Popular toppings for these sausages could include crispy French fried potatoes or Harissa, a hot red pepper sauce.The garlicky sausages have the perfect amount of spice for me, so a cooling cucumber sauce is the perfect counterpoint. That, and a cold beer.

Busch’s Markets and Plum Market make fresh sausages in-house as well. Their Chicken-Spinach & Feta Sausage would be a savory choice for this recipe, and Whole Foods also stocks a wide range of house-made sausages. At Arbor Farms you will find pork sausages crafted from a Michigan certified organic hog farm, Black Oak Farm in Fenton. And, of course, you can depend on the People's Food Coop to provide an array of sausages for your vegetarian crowd, such as the vegan "Tofurky" brats and kielbasas.

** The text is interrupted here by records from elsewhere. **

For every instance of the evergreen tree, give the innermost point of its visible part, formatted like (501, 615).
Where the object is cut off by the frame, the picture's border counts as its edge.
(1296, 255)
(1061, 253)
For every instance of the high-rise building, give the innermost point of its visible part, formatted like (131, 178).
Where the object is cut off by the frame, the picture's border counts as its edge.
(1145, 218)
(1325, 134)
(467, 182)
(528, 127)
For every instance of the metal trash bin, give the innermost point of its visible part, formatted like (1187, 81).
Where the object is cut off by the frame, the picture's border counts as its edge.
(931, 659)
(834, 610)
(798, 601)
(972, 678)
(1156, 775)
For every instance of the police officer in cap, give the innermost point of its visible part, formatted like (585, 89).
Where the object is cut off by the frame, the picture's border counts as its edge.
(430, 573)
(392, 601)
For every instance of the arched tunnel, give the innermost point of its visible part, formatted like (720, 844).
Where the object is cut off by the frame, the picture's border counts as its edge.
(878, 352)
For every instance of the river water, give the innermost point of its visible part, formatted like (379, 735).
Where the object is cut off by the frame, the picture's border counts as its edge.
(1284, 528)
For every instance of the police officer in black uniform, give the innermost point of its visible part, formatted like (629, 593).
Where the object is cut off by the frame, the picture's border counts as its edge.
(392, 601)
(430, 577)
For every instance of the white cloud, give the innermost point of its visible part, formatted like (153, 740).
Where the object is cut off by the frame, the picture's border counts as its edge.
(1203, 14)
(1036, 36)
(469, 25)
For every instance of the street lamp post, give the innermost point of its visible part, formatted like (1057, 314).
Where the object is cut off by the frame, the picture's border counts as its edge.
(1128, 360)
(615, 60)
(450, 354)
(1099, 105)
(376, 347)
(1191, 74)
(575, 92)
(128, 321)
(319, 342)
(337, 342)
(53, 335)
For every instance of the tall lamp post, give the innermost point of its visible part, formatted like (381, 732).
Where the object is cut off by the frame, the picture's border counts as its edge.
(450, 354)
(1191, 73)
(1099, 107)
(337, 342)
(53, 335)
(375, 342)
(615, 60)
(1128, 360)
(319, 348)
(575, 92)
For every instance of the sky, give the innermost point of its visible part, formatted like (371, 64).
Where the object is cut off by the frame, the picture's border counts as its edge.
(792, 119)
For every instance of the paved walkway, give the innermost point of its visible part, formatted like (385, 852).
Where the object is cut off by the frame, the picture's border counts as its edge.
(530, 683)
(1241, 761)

Freshly baked, toothsome sausage rolls or baguettes can be deliciously messy; the chewier the bread, the greater likelihood of tzadziki leakage. Some folks may prefer a softer hoagie-styled bun for an easier grip. I love chewy breads and don’t mind a little dribble, as long as cameras, including camera phones, are confiscated at the front door. So pass me a napkin--and another beer, if you please.

Yield: 6-8 sausage rolls
Time to drain diced cucumber: 15-30 minutes
Active Time: 40 minutes
Cost: apx. $23

Ingredients

1 large cucumber, peeled, cut lengthwise, seeded, then cut into small (1/4-inch) dice
(1 1/2 cups)
2 tablespoons fresh chopped herbs (dill or mint, or combination of both)
1 teaspoon minced garlic
1 cup (14 ounces) plain, strained, Greek-styled yogurt (I use Fage 2 percent)
1 large red bell pepper
6-8 uncooked lamb or chicken sausages
1 large red onion, papery skin removed then cut into 1/3-inch slices
6-8 sausage rolls, baguettes or hoagie-styled hot dog buns*
Extra virgin olive oil

*I purchased freshly baked Sausage Rolls from Whole Foods.

Directions

1. Place diced cucumbers on paper towels or in a fine mesh sieve; lightly sprinkle with kosher salt. Let drain 15-30 minutes, pressing into towels or sieve with spoon to release excess moisture.
2. To make the tzadziki, combine cucumbers with herbs, garlic and yogurt; season to taste with kosher salt, if needed, and freshly ground pepper. Refrigerate until ready to use.
3. Preheat a gas or charcoal grill to medium-high heat. Place whole red pepper on well-oiled grill grates. Grill pepper until charred and blackened on all sides, then place in a paper or plastic bag to lightly steam.
4. While red pepper steams, grill sausages and onion slices; onions should be lightly browned and sausages cooked throughout, about 10 minutes on each side.
5. Remove pepper from bag, and peel off excess blackened skin from pepper. (Avoid rinsing pepper as the water removes much of the smoked flavor.)
Remove and discard stem end, slice through pepper lengthwise and remove and discard membranes and seeds. Slice remaining pepper into strips.
6. Brush cut side of sausage rolls with olive oil. Place on grill and lightly toast. Spread 2-3 tablespoons cucumber-yogurt sauce on toasted bun. Place sausage, grilled pepper slices and onion into bun and serve.